Une nuit d’ivresse, Petrov part à la dérive avec un camarade et voit surgir les démons qui le hantent. Au point d’en venir à être incapable de distinguer la réalité de ses fantasmes et de s’enfoncer dans un délire qui va le renvoyer à ses origines. Kirill Serebrennikov est un cinéaste visionnaire comme les honnissent les régimes autoritaires. D’où les attaques qu’il a subies de la part de l’État russe pour sa gestion supposée douteuse de la compagnie théâtrale qu’il dirigeait et qui l’ont conduit à être emprisonné, donc réduit théoriquement au silence, puis assigné à résidence avec interdiction de sortir du pays.
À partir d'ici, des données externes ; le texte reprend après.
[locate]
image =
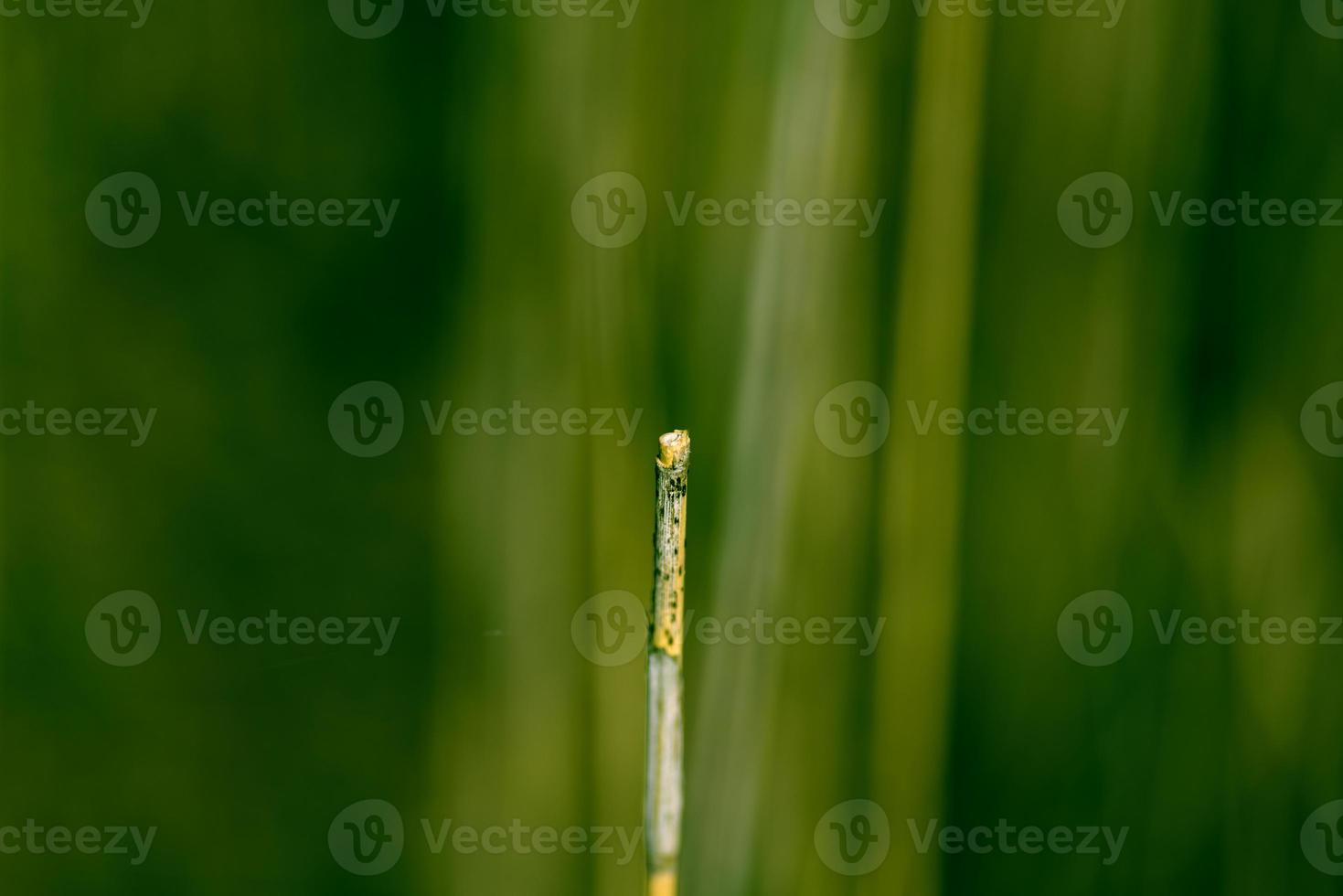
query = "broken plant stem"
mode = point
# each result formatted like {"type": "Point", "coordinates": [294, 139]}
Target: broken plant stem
{"type": "Point", "coordinates": [666, 635]}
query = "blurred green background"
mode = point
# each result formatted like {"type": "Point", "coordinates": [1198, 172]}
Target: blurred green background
{"type": "Point", "coordinates": [484, 293]}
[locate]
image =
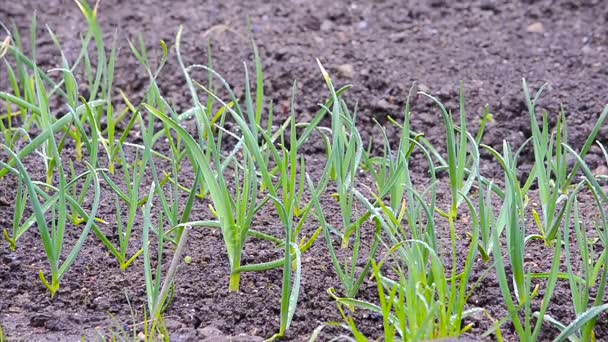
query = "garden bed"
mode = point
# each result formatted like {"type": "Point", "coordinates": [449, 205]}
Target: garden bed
{"type": "Point", "coordinates": [383, 49]}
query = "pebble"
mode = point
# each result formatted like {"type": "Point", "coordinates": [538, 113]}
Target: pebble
{"type": "Point", "coordinates": [209, 331]}
{"type": "Point", "coordinates": [327, 25]}
{"type": "Point", "coordinates": [536, 27]}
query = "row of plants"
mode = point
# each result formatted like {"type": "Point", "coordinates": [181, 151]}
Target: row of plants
{"type": "Point", "coordinates": [421, 295]}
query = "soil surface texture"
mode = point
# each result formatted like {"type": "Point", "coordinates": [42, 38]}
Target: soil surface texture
{"type": "Point", "coordinates": [382, 48]}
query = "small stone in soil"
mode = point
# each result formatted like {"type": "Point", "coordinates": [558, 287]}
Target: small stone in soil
{"type": "Point", "coordinates": [536, 27]}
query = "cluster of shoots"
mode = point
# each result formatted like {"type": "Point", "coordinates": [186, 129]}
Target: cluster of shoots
{"type": "Point", "coordinates": [389, 227]}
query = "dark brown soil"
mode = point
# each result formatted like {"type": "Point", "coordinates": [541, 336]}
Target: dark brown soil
{"type": "Point", "coordinates": [381, 48]}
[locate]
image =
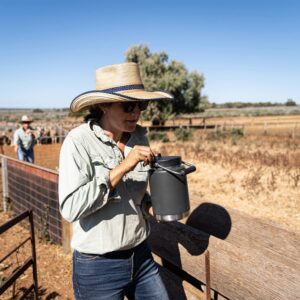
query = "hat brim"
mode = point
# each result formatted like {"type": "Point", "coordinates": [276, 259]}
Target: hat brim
{"type": "Point", "coordinates": [85, 100]}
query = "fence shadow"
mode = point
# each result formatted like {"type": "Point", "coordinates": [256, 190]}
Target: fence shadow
{"type": "Point", "coordinates": [167, 238]}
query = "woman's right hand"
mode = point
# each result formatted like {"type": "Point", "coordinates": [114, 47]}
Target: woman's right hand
{"type": "Point", "coordinates": [137, 154]}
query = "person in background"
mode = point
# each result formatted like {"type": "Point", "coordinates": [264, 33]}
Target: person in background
{"type": "Point", "coordinates": [103, 176]}
{"type": "Point", "coordinates": [24, 140]}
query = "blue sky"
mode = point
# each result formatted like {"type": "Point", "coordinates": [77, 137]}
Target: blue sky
{"type": "Point", "coordinates": [247, 50]}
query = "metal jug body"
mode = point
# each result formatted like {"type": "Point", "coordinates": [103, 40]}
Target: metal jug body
{"type": "Point", "coordinates": [169, 189]}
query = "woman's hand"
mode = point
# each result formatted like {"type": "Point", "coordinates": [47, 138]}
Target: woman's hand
{"type": "Point", "coordinates": [137, 154]}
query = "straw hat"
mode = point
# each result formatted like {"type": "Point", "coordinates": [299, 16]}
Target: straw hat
{"type": "Point", "coordinates": [26, 119]}
{"type": "Point", "coordinates": [117, 83]}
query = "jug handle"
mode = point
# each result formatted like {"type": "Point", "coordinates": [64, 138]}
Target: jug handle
{"type": "Point", "coordinates": [186, 171]}
{"type": "Point", "coordinates": [191, 168]}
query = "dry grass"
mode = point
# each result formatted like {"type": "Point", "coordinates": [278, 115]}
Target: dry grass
{"type": "Point", "coordinates": [259, 177]}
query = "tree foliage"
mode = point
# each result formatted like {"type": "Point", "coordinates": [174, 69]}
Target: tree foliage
{"type": "Point", "coordinates": [158, 73]}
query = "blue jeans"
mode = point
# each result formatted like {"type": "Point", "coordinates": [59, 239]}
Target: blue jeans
{"type": "Point", "coordinates": [131, 273]}
{"type": "Point", "coordinates": [26, 155]}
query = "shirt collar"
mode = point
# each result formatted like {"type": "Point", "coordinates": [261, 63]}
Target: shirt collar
{"type": "Point", "coordinates": [99, 132]}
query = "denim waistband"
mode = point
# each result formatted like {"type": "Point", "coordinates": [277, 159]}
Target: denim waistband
{"type": "Point", "coordinates": [120, 253]}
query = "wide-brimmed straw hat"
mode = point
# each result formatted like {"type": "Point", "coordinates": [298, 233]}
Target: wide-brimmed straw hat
{"type": "Point", "coordinates": [117, 83]}
{"type": "Point", "coordinates": [26, 119]}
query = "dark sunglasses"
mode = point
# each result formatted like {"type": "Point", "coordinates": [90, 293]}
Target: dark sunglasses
{"type": "Point", "coordinates": [129, 107]}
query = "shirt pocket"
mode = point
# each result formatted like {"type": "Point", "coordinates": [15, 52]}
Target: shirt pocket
{"type": "Point", "coordinates": [109, 163]}
{"type": "Point", "coordinates": [137, 182]}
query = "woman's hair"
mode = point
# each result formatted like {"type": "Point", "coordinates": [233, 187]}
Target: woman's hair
{"type": "Point", "coordinates": [94, 115]}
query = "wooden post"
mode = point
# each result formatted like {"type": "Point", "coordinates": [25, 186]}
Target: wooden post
{"type": "Point", "coordinates": [4, 183]}
{"type": "Point", "coordinates": [207, 275]}
{"type": "Point", "coordinates": [265, 128]}
{"type": "Point", "coordinates": [66, 235]}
C’était compter sans la capacité de résistance du metteur en scène et le poids de ses soutiens internationaux qui n’ont jamais baissé les bras pour le faire relâcher et innocenter des charges de détournement de fonds publics qui pèsent contre lui, mais ne sont toutefois pas parvenus à le faire venir en Occident pour défendre ses deux derniers films.
La fièvre de Petrov se présente en cela comme un jeu de piste éblouissant ponctué çà et là de réflexions sur l’état de déréliction d’une société russe contemporaine dans laquelle l’ivresse constitue le plus sûr remède contre la colère. La séquence d’ouverture donne d’ailleurs le ton du film. Encore sobre, mais atteint d’une fièvre carabinée, Petrov côtoie dans le bus des passagers qui échangent des piques à l’encontre du pouvoir en place, en stigmatisant une décadence inéluctable, sans exalter pour autant l’ère communiste. Le message subliminal du film est infiniment plus subtil que cela. Serebrennikov est un metteur en scène qui croit à la force du cinéma et maîtrise ses moindres composantes visuelles et sonores. Après avoir dépeint dans Le disciple (2016) le pouvoir de nuisance d’un gourou en milieu scolaire et s’être livré dans Leto (2018) à un pèlerinage en noir et blanc au début des années 80 parmi la scène rock de l’Union soviétique, à travers un biopic onirique du chanteur Viktor Tsoï, il s’attaque dans La fièvre de Petrov à une réflexion mélancolique sur ce qu’est devenu son pays, à travers ses illusions perdues et l’exaltation d’un bonheur ô combien illusoire. Avec davantage de regrets que de remords.